Monday, April 21, 2008

Surface, Grant MacEwan student show, April 19 - 24, 2008

The two year visual arts program at Grant MacEwan has consistently produced interesting batches of students. Browsing around the main gallery plus the three floors of Grant MacEwan’s Jasper Place campus, I was really quite surprised to see the array of work on display. More concept than formal, mixed media, installation, audio and video, plus the more traditional drawing and painting, were obviously encouraged and explored.

Some highlights included the boldness of Erica Wilk’s various projects, Craig Knox’s “Accumulated Change” and Vanessa Janzen’s pixelated exercise “Hold On,” which within its group assignment, was the only one to fully realize itself as a complete idea between subject matter and execution. There were also projects that initially existed in site specific contexts that I wish were exhibited as such, including Janice Beddard’s “Desperate Measures,” a series of tailored figurines constructed from yards of measuring tape that was situated in the hallway towards the dance studios. Also Karen Cassidy Shaw, who’s ‘Slim Gorge On’s” was a throwback to confectionary indulgences that originally exhibited outside of the school cafeteria.

The use and access of the entire building and its occupants at best breeds a less rigid mentality of what art is and how one makes it. Although there were some devastations like placing live goldfish beneath poles of records, a setup that was far more interesting than the concept and details, and several 2D “canvases” that over and misused objects like balloons and paint brushes, at least experimental was encouraged. Unfortunately, there was no real signs of strong draftsmanship indicated from the still life and painting exercises on display, with an exception to maybe Kari Haddad and Knox.

There is no point in contrasting between Grant MacEwan and the U of A as they are entirely different environments from top to bottom, but as a viewer, the experience of perusing Grant MacEwan’s campus was a far more enjoyable, diverse, and engaging experience than the last BFA show attended at FAB Gallery. The foundational skills may have not compared, but dare I say, the student's conceptual imagination, was far more evident, daring, and original.


Anne Pasek said...

As a MacEwan student it was really interesting to hear an outsider's perspective on the show.
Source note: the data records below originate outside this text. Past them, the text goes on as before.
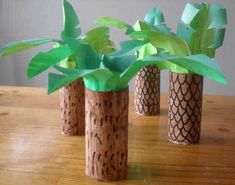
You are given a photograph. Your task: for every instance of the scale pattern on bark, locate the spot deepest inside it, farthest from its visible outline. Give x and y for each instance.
(72, 108)
(185, 108)
(147, 91)
(106, 134)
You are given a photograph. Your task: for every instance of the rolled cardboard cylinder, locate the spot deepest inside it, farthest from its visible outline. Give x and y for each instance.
(72, 108)
(185, 108)
(147, 91)
(106, 121)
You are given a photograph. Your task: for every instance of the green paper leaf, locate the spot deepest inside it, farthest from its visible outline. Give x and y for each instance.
(22, 45)
(202, 27)
(107, 21)
(118, 64)
(87, 58)
(198, 64)
(169, 43)
(96, 79)
(98, 39)
(44, 60)
(146, 50)
(71, 21)
(156, 19)
(56, 81)
(127, 47)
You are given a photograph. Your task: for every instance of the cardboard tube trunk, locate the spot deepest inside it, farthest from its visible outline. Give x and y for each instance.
(185, 108)
(106, 134)
(147, 91)
(72, 108)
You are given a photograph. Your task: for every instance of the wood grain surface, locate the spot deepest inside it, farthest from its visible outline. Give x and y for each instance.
(33, 151)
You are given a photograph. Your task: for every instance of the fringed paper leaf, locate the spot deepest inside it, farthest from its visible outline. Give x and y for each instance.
(107, 21)
(98, 39)
(202, 27)
(156, 19)
(169, 43)
(45, 60)
(22, 45)
(71, 21)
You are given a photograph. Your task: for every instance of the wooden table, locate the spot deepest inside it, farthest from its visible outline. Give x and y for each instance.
(33, 151)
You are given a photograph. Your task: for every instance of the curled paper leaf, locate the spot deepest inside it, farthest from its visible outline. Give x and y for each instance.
(71, 21)
(156, 19)
(45, 60)
(202, 26)
(114, 22)
(22, 45)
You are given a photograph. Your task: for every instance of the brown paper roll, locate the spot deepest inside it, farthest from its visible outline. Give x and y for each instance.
(185, 108)
(147, 91)
(72, 108)
(106, 134)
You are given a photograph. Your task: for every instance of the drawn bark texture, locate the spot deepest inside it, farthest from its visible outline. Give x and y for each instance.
(185, 108)
(147, 91)
(106, 134)
(72, 108)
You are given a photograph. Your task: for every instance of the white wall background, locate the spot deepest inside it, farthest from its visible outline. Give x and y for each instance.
(23, 19)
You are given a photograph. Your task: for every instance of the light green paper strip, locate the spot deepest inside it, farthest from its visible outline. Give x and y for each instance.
(71, 21)
(22, 45)
(44, 60)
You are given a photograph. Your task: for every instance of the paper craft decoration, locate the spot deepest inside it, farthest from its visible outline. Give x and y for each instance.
(106, 77)
(107, 133)
(72, 108)
(202, 27)
(199, 34)
(185, 108)
(72, 96)
(147, 80)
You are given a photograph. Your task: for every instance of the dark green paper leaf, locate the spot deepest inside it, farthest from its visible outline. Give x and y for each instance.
(71, 21)
(45, 60)
(22, 45)
(107, 21)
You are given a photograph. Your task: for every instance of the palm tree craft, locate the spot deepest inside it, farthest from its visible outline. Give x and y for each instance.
(72, 98)
(200, 32)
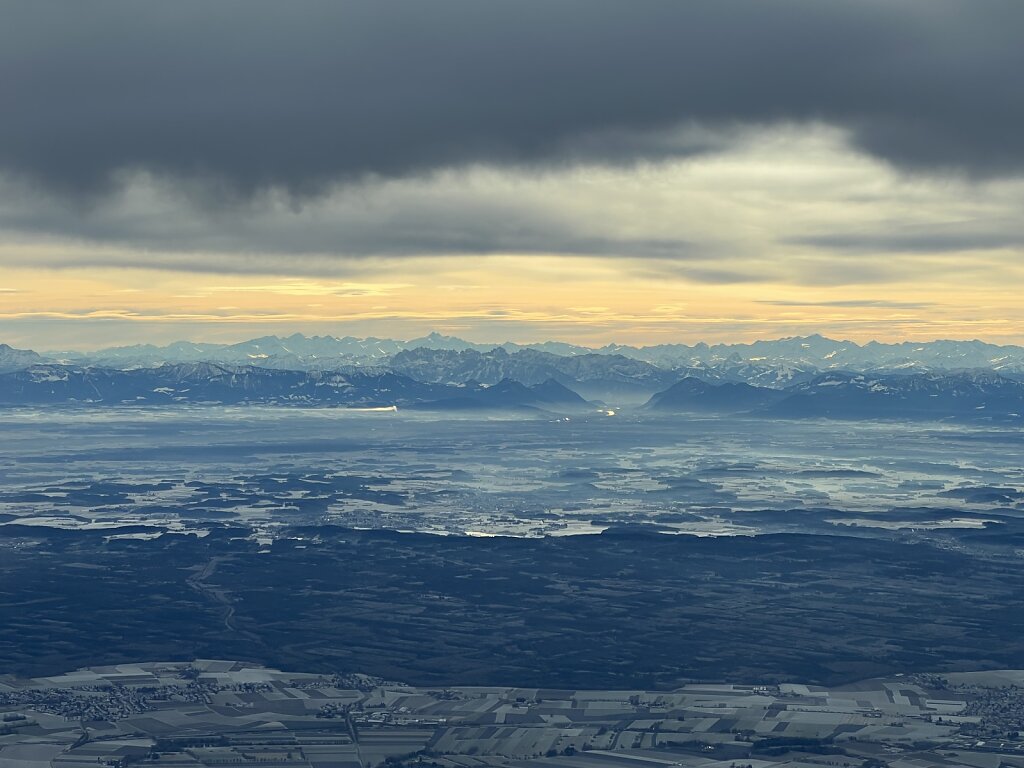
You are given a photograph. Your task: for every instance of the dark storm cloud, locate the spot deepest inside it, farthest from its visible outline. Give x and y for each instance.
(249, 93)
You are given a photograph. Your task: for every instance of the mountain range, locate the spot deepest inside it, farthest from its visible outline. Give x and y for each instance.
(796, 377)
(779, 361)
(212, 383)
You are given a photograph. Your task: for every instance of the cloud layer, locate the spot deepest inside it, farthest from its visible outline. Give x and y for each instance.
(250, 94)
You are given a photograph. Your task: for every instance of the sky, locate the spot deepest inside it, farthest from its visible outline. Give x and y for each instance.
(638, 171)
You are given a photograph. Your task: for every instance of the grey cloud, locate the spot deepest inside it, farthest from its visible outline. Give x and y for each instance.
(854, 304)
(249, 94)
(937, 240)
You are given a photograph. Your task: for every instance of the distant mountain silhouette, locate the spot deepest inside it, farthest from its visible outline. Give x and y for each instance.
(213, 383)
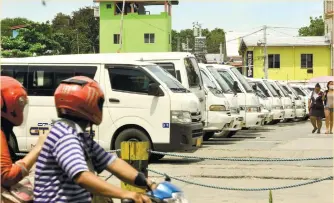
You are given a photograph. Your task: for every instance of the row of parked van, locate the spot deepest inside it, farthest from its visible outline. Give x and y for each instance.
(167, 99)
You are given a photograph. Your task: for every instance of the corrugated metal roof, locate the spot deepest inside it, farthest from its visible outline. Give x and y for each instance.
(288, 41)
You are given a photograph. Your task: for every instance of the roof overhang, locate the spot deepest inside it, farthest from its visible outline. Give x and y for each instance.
(147, 2)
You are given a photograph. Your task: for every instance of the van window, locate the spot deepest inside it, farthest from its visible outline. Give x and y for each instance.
(43, 80)
(19, 73)
(192, 72)
(299, 92)
(129, 80)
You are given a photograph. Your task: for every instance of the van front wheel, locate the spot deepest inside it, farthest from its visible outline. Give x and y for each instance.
(134, 135)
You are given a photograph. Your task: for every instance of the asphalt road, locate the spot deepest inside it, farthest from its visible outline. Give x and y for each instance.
(285, 140)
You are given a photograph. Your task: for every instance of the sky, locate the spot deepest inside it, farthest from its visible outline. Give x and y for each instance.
(237, 18)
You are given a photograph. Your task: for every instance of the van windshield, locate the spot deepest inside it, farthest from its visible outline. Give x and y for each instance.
(285, 93)
(172, 83)
(192, 72)
(299, 91)
(271, 88)
(242, 80)
(210, 84)
(226, 88)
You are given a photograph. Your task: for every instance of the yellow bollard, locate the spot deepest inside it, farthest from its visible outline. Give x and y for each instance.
(136, 154)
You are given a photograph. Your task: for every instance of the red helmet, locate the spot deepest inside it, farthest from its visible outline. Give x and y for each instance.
(80, 97)
(13, 100)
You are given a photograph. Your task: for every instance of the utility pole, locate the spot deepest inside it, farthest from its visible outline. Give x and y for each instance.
(178, 44)
(265, 52)
(121, 28)
(221, 53)
(77, 41)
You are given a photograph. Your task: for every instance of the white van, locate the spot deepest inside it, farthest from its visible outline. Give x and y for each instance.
(299, 103)
(286, 100)
(184, 67)
(302, 93)
(142, 102)
(274, 103)
(208, 72)
(249, 103)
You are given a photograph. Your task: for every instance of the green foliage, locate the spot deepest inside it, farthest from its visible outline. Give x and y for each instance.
(7, 23)
(66, 34)
(316, 27)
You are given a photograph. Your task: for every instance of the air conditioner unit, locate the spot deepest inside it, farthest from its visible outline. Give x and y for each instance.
(96, 12)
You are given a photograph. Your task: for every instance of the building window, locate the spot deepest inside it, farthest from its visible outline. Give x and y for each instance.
(274, 61)
(306, 60)
(127, 79)
(149, 38)
(116, 38)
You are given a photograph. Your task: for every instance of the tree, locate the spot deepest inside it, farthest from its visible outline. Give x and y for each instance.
(7, 23)
(34, 39)
(214, 39)
(316, 27)
(87, 27)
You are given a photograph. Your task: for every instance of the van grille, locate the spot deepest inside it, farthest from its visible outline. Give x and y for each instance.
(196, 117)
(197, 133)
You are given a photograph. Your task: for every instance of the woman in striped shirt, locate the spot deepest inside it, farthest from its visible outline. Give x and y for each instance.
(65, 169)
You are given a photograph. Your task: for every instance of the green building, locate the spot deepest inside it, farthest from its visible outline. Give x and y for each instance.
(142, 31)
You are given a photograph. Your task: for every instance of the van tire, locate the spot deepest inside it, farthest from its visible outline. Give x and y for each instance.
(208, 135)
(135, 135)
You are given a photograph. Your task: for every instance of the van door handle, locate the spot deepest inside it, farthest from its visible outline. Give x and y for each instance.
(113, 100)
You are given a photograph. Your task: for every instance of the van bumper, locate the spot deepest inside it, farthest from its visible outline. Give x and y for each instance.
(278, 114)
(254, 119)
(183, 138)
(217, 121)
(300, 113)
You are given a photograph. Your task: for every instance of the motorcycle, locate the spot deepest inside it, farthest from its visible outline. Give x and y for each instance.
(165, 192)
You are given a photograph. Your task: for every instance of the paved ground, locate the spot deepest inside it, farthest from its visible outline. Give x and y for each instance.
(292, 140)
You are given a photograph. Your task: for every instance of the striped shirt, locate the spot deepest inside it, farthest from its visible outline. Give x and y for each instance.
(61, 159)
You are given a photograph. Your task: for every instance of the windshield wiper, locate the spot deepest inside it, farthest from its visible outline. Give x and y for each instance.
(179, 89)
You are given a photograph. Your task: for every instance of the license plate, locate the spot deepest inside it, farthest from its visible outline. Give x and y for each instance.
(199, 142)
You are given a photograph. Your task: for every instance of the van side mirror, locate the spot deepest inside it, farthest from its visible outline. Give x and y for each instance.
(154, 90)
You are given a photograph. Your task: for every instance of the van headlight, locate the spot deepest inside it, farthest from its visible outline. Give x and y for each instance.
(176, 198)
(180, 117)
(217, 108)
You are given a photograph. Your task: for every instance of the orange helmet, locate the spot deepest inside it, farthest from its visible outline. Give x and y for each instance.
(13, 100)
(80, 97)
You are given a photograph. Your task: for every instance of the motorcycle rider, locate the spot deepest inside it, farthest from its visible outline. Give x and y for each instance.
(14, 102)
(65, 167)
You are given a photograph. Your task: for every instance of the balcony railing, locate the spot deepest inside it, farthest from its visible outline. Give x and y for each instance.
(329, 8)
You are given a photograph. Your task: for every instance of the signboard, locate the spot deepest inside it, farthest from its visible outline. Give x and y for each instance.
(250, 64)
I generally agree with the criticism you've given, however I don't think you've taken the nature of the Fine Arts program at MacEwan into account. Unlike the BFA shows at the U of A, MacEwan students only study for two years before creating the grad show. Because of this there is a limited amount of projects and experience on display, which may be reflected on the large amount "over and misused objects" and our somewhat lesser "foundational skills".
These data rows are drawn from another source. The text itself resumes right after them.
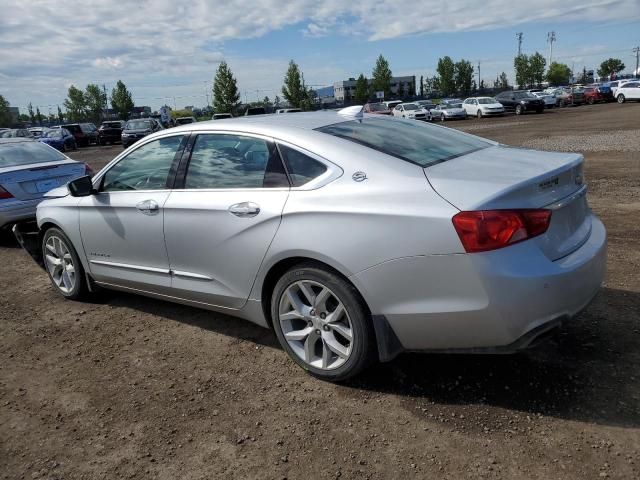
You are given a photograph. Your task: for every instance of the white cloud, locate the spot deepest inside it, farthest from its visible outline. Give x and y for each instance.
(44, 45)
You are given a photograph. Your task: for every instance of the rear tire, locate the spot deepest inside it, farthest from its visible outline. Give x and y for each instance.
(322, 323)
(63, 265)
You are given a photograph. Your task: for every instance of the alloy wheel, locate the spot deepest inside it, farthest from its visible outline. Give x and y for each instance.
(315, 324)
(60, 264)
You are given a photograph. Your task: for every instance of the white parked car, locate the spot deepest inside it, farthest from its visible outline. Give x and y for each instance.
(628, 91)
(482, 106)
(410, 110)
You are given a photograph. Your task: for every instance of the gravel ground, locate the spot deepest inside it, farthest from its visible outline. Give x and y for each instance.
(130, 387)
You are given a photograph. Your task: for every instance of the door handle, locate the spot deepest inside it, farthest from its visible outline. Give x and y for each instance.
(244, 209)
(148, 207)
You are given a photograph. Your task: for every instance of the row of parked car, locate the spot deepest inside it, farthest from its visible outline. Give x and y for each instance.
(517, 101)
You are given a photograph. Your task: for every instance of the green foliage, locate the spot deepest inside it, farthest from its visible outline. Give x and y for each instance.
(121, 100)
(446, 76)
(294, 90)
(361, 95)
(381, 77)
(226, 96)
(610, 66)
(96, 100)
(75, 104)
(463, 77)
(5, 113)
(558, 73)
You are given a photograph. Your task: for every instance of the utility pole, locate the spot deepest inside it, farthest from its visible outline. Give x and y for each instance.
(551, 37)
(519, 37)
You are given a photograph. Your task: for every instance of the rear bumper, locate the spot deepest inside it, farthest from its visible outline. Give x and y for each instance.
(18, 211)
(488, 302)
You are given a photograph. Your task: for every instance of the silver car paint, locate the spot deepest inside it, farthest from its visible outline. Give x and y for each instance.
(391, 235)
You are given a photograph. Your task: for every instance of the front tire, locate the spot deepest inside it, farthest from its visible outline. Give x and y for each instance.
(63, 265)
(322, 322)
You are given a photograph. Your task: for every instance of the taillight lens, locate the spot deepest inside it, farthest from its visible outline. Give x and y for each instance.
(485, 230)
(4, 194)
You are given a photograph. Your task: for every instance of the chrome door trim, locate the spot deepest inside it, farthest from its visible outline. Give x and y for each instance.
(130, 267)
(197, 276)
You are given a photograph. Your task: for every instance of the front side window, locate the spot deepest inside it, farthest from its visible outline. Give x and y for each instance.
(234, 161)
(302, 168)
(146, 168)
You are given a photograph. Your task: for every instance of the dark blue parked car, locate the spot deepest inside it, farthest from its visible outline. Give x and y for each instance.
(60, 138)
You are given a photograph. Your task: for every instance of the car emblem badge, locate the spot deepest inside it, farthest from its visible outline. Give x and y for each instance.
(359, 177)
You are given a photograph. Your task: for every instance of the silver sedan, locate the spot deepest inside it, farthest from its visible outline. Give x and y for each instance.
(355, 237)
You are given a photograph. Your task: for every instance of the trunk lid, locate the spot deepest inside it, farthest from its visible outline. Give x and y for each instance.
(502, 177)
(30, 182)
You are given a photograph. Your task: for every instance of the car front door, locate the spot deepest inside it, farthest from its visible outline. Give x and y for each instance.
(122, 224)
(219, 226)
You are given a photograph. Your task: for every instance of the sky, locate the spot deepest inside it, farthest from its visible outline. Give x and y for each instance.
(167, 51)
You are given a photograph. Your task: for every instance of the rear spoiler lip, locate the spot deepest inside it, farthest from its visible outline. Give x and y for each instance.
(28, 236)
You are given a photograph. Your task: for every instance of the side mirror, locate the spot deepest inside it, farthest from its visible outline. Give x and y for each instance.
(81, 187)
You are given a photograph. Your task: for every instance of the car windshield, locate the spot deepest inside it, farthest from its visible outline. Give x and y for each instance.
(378, 107)
(138, 125)
(415, 142)
(24, 153)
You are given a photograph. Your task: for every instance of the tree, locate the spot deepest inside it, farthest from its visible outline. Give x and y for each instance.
(463, 77)
(446, 76)
(521, 66)
(96, 100)
(361, 95)
(294, 90)
(381, 77)
(537, 64)
(226, 96)
(75, 104)
(610, 67)
(121, 100)
(5, 113)
(558, 73)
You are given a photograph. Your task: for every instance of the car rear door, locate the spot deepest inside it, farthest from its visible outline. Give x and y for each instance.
(219, 225)
(122, 226)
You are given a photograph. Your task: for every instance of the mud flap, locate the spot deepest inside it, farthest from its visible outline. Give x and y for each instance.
(389, 347)
(28, 236)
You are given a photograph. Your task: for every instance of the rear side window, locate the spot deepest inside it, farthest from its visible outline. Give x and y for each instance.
(302, 168)
(24, 153)
(234, 161)
(414, 142)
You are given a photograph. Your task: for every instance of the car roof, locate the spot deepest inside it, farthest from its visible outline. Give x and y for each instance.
(16, 140)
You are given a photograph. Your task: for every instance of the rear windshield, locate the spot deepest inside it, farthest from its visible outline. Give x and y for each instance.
(415, 142)
(24, 153)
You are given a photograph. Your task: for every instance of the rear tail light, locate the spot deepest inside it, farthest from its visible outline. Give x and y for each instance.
(485, 230)
(4, 194)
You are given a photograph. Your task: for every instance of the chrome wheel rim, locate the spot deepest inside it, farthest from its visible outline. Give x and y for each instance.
(60, 264)
(315, 324)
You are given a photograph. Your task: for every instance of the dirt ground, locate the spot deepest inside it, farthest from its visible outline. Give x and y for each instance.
(137, 388)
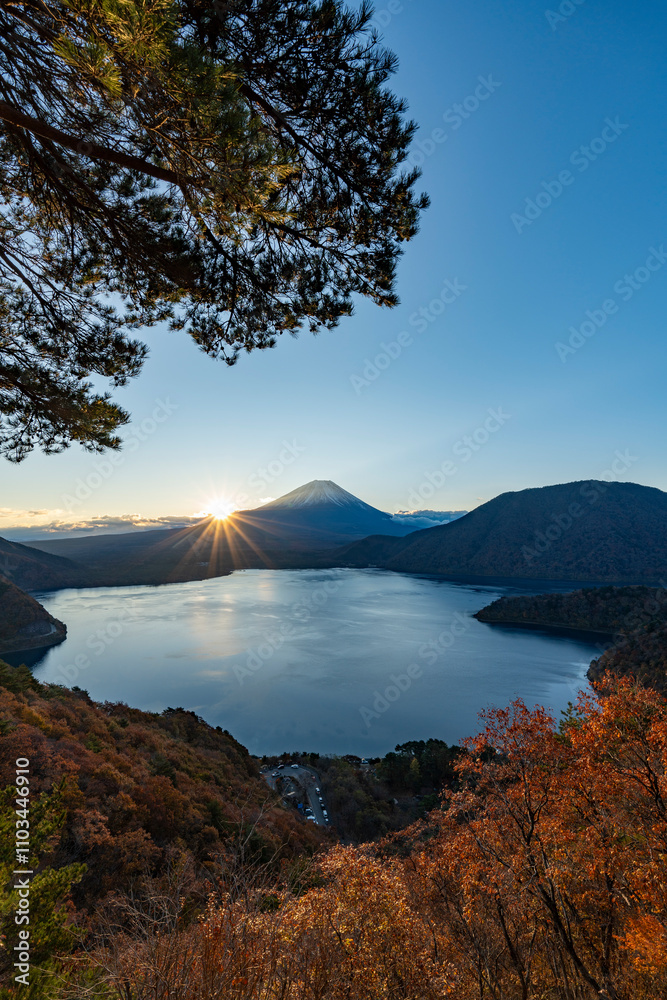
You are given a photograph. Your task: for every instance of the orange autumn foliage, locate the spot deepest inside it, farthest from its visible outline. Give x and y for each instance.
(544, 877)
Additionally, I am somewhat confused as to your comment on Vanessa Janzen's "Hold On". It is an impressive piece to be sure, and perhaps I am merely stuck on the mentality of the project from which it was assigned, but I did not sense anything lacking in the other technological interface paintings. What criteria were you considering in your analysis?

Thanks for coming to the show!

Vanessa Janzen said...

Thanks for spelling my name wrong. I'm soaking in the first time review. Really all I wanted to do was represent love because I am a hopeless romantic. Plus I usually take on more than I can chew. Lastly...I did want to do something different.

af said...

for vj, my mistake. It's been noted and changed as of april 25.

for ap, I suppose I was drawn to the 'hold on' piece more than the others because of its pixelated nature, that it is an image seemingly created as a representation of a composition blown up and abstracted. matched with its subject matter (I can't remember now, two bodies turning away from each but holding on?) it went farther than some of the other pixelated paintings that didn't appear to take into account why an image would and should be painted as pixel. for lack of a better word, there was a poetic nature of content through form, that I don't think would have been there otherwise, which doesn't hold true for the other b&w pixels.

anyways, thank you both for using your real names and I certainly look forward to seeing future works.